In [1]:
'''!wget http://storage.googleapis.com/download.tensorflow.org/data/spa-eng.zip
!unzip -q spa-eng.zip'''

'!wget http://storage.googleapis.com/download.tensorflow.org/data/spa-eng.zip\n!unzip -q spa-eng.zip'

In [2]:
text_file = r"path to spa.txt"
with open(text_file, encoding='utf-8') as f:
    lines = f.read().split("\n")[:-1]
text_pairs = [] 

for line in lines: 
    english, spanish = line.split("\t") 
    spanish = "[start] " + spanish + " [end]" 
    text_pairs.append((english, spanish))

In [3]:
import random
print(random.choice(text_pairs))

('You had better hurry. The train leaves at three.', '[start] Sería mejor que os dierais prisa, el tren sale a las tres. [end]')


In [4]:
#Splitting into train-test-val

random.shuffle(text_pairs)
num_val_samples = int(0.15 * len(text_pairs))
num_train_samples = len(text_pairs) - 2*num_val_samples
train_pairs = text_pairs[:num_train_samples]
val_pairs = text_pairs[num_train_samples: num_train_samples+num_val_samples]
test_pairs = text_pairs[num_train_samples+num_val_samples:]

In [5]:
#Two different TextVectorization layers for English and Spanish; Spanish has the extra ulta ? to be stripped, 
#and we want to preserve [start] and [end] tokens that we've inserted

#Because toy example, we're stripping all punctuation; otherwise, we would tokenise them too so that generated
#output has correct punctuation

import tensorflow as tf
import string
import re

#Find a way to get ulta question mark
#strip_chars = string.punctuation + '?'

strip_chars = string.punctuation
strip_chars = strip_chars.replace('[', '')
strip_chars = strip_chars.replace(']', '')

def custom_standardization(input_string):
  lowercase = tf.strings.lower(input_string)
  return tf.strings.regex_replace(lowercase, f"[{re.escape(strip_chars)}]", '')

In [6]:
vocab_size=15000
sequence_length=20

from tensorflow.keras import layers as layers
import tensorflow.keras as keras

source_vectorization = layers.TextVectorization(max_tokens=vocab_size, output_mode='int', output_sequence_length=sequence_length)
target_vectorization = layers.TextVectorization(max_tokens=vocab_size, output_mode='int', output_sequence_length=sequence_length+1,
                                                standardize=custom_standardization)

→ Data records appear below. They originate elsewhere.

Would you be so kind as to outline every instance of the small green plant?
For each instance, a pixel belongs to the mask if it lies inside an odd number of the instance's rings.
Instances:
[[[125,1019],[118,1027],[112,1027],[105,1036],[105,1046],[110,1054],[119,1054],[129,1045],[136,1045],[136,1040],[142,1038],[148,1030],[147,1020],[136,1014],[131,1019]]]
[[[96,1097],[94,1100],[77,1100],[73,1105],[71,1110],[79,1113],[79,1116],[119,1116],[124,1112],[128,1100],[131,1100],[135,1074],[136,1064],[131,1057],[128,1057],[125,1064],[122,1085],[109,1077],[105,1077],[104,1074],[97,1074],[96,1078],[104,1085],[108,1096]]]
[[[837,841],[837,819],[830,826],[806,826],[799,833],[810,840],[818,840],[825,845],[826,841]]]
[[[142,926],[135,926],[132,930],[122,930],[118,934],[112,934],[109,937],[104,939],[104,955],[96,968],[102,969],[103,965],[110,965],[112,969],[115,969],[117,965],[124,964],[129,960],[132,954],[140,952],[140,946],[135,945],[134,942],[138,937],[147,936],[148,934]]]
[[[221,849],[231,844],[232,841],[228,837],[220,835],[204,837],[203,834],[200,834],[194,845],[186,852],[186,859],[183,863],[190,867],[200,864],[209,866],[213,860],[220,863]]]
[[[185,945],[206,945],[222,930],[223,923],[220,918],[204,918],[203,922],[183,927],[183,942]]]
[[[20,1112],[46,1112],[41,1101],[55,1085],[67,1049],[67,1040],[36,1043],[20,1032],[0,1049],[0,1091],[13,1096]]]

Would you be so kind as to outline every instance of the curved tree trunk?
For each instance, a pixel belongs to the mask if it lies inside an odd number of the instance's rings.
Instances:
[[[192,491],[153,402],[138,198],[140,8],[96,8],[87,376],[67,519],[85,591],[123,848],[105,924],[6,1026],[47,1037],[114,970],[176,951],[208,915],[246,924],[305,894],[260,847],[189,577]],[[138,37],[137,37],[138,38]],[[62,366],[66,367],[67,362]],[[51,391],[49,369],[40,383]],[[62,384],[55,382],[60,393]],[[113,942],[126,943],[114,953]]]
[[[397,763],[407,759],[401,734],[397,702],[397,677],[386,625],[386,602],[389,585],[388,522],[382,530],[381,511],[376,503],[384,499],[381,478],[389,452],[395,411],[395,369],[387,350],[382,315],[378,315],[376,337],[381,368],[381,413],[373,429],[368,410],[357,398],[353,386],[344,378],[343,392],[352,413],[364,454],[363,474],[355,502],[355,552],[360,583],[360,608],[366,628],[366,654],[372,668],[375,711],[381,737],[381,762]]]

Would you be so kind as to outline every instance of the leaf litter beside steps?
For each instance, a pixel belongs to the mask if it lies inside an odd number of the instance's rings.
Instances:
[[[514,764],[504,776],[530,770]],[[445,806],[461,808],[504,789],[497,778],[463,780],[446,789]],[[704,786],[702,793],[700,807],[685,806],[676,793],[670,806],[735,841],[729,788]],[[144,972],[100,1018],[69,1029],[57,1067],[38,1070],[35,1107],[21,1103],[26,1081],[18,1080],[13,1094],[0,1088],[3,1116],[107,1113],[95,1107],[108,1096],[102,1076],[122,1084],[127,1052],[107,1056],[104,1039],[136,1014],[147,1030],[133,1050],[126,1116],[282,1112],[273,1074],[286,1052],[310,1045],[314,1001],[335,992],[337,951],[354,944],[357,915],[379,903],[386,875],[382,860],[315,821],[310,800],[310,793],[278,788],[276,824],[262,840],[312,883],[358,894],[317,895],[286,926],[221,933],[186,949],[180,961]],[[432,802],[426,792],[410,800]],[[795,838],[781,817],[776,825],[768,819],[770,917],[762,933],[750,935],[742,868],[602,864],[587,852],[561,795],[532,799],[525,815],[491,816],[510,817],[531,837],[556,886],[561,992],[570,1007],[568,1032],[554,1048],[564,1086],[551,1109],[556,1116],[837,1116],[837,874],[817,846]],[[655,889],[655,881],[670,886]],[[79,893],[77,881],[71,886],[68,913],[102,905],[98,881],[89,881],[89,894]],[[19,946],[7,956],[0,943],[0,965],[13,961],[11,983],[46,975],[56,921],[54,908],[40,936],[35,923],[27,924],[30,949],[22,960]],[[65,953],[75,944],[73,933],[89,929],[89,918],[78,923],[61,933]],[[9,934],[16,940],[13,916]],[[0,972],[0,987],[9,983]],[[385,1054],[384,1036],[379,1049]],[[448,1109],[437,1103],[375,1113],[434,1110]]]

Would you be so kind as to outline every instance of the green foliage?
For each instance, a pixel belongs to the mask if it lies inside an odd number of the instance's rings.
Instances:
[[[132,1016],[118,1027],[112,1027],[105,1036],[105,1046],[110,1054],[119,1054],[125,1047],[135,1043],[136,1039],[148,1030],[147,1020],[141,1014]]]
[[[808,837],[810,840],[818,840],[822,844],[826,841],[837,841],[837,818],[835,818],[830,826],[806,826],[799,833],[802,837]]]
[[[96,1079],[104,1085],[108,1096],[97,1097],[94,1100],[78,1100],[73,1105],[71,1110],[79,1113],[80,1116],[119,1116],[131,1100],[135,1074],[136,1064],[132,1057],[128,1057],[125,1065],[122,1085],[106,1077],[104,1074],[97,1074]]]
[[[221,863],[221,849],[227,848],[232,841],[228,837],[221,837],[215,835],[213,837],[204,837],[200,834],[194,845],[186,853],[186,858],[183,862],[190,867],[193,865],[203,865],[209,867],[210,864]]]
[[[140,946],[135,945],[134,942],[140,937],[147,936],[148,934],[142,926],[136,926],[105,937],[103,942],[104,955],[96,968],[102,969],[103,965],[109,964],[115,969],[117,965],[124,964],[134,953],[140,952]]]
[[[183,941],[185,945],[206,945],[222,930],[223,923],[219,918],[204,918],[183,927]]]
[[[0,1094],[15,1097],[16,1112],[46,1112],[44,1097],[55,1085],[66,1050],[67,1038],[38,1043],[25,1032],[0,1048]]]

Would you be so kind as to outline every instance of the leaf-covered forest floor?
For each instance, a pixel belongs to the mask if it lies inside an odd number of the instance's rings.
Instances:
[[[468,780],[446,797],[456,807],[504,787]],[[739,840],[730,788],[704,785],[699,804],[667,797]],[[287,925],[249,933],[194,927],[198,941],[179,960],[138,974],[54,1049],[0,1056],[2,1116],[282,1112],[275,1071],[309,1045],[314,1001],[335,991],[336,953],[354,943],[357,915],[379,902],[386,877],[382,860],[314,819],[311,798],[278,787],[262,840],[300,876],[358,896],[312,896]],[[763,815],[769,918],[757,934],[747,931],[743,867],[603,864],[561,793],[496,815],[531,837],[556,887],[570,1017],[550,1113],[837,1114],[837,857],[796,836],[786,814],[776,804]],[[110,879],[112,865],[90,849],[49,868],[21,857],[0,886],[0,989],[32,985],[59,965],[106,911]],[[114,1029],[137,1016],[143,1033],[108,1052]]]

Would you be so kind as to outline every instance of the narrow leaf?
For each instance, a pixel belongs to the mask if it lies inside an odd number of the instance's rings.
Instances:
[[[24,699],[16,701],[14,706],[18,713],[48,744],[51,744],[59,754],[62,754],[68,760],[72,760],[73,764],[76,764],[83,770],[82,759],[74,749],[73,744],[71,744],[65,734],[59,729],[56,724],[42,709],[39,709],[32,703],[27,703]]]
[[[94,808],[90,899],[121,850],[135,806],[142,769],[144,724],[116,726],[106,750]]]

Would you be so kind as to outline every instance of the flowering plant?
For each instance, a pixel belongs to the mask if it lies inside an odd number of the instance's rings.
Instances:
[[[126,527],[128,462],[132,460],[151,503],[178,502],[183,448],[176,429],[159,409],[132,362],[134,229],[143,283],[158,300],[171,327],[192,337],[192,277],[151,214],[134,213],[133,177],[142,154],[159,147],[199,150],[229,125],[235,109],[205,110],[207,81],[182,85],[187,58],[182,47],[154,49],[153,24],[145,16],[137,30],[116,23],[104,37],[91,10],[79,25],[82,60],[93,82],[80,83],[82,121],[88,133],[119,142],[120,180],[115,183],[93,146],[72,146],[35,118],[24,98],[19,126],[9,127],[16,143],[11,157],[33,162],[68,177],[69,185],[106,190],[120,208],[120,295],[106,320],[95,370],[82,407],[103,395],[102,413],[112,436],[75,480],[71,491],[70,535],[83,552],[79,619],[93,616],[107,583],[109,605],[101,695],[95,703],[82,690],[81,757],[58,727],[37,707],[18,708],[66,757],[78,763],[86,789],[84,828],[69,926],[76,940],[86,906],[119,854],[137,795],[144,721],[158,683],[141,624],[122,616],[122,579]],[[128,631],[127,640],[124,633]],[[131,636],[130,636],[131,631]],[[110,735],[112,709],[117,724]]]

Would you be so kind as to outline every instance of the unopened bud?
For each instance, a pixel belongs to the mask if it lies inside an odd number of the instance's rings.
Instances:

train_english_texts = [pair[0] for pair in train_pairs]
train_spanish_texts = [pair[1] for pair in train_pairs]
source_vectorization.adapt(train_english_texts)
target_vectorization.adapt(train_spanish_texts)

In [7]:
#Preparing datasets for translation

batch_size = 64

def format_dataset(eng, spa):
  eng = source_vectorization(eng)
  spa = target_vectorization(spa)
  return ({'english': eng, 'spanish':spa[:, :-1]}, spa[:, 1:])


def make_dataset(pairs):
  eng_texts, spa_texts = zip(*pairs)
  eng_texts, spa_texts = list(eng_texts), list(spa_texts)
  dataset = tf.data.Dataset.from_tensor_slices((eng_texts, spa_texts))
  dataset = dataset.batch(batch_size)
  dataset = dataset.map(format_dataset, num_parallel_calls=4)
  return dataset.shuffle(2048).prefetch(16).cache()

train_ds = make_dataset(train_pairs)
val_ds = make_dataset(val_pairs)

In [8]:
for inputs, targets in train_ds.take(1):
  print(f"inputs['english'].shape: {inputs['english'].shape}")
  print(f"inputs['spanish'].shape: {inputs['spanish'].shape}")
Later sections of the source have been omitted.